ANALİZ |
Marksist Düşüncenin Diyalektiği: Düşüncenin Madde Üzerindeki Etkisi-2--------19 Eylül 2023
"Aslında,
Mao karşıtları her gün yaşadıkları kendi hareketlerini inceleseler,
düşüncelerindeki gelişmeleri ve değişimleri (düşünce diyalektiğini) izleseler,
Mao’ya bu tür anti-bilimsel eleştirileri getirmeyeceklerdir."
Düşüncenin
madde üzerinde etkisi olmasaydı, 17 Ekim Devrimi gerçekleşmezdi.
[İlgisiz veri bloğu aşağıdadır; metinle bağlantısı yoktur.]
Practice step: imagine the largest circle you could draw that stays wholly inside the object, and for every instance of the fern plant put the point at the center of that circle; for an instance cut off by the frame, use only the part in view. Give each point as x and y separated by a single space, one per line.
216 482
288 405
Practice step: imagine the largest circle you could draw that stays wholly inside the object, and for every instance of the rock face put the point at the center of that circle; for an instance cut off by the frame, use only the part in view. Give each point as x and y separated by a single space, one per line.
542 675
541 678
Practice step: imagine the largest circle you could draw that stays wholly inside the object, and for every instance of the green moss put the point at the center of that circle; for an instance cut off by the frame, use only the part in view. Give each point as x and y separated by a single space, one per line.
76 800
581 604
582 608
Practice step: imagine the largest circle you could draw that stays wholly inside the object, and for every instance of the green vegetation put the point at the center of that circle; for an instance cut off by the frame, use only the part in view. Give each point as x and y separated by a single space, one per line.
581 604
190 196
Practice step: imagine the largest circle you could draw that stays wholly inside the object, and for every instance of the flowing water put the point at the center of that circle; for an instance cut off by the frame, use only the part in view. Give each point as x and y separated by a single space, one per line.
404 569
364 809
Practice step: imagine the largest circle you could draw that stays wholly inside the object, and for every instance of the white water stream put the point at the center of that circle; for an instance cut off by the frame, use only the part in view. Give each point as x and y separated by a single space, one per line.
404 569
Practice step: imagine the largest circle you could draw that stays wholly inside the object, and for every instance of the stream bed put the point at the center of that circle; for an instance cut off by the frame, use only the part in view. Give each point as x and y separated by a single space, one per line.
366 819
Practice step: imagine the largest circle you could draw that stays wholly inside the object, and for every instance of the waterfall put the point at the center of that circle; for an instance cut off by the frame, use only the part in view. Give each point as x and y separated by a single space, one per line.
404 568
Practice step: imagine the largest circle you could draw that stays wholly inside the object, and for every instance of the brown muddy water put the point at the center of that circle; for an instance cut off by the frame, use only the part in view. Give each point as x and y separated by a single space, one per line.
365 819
Bu, düşüncenin
nesnelliği kavraması ve ona yön vermesiyle; yani, somut koşulların somut
analizinin yapılması ve öznenin, nesnelliğin özgüllüğü içinde, koşullara
müdahale etmesiyle bağlantılıdır.
Lenin’in
ayaklanmayı başlatmaları için, Bolşevik Merkez Komitesi’ni ikna etmek ve
harekete geçirmekte adeta kendini paraladığı bilinen bir gerçektir. Çünkü
Lenin, “ayaklanmanın bir gün daha ertelenmesi devrimin engelenmesidir” diye
yazar ve harekete geçer.[1] Bu gerçeklik, düşüncenin madde üzerindeki rolünü
ortaya koyan bir örnek ve söz konusu bu ayaklanma, bilincin maddeye dönüşmüş
hali, düşüncenin diyalektik hareketidir. Bir başka söylemle, öznenin nesneye
biçim vermesidir.
Proletaryanın
sınıf bilinçli örgütleri, kadro yetiştirmeye ve kendi üye ve kadrolarını
marksist düşüncelerle donatmaya özel bir önem verir. Çünkü Marksist teori ile
onları donatamazsa, toplumu, sınıfları, olguları, gidişat ve izlenmesi gereken
rotayı göremez veya doğru kavrayamazlar.
Dolayısıyla
kitleleri kazanmaları, işçi sınıfını örgütlemeleri, yönlendirmeleri ve partiyi
gerçek bir proletarya partisi haline getirmeleri de bir o kadar eksik ve zaaflı
ya da imkansız olacaktır. Bunun açıklaması, teorinin öneminin (siz düşünce
anlayın) ne denli belirleyici olduğunun en yalın ve pratik bir örneğidir.
Lenin, Stalin ve Mao’da kadro ve üyelerin yetişmesi, onlarının marksist
düşünceler ile donanımının önemi konusunda yüzlerce alıntı alınabilir. Ya da
daha yakın bir örnek verecek olursak, teorinin (düşüncenin) önemi olmasaydı,
Marx, ömrünü Das Kapital’e adamazdı.
Burjuvazi ile
proletarya arasında süren ideolojik mücadele neden bu denli önem kazanıyor?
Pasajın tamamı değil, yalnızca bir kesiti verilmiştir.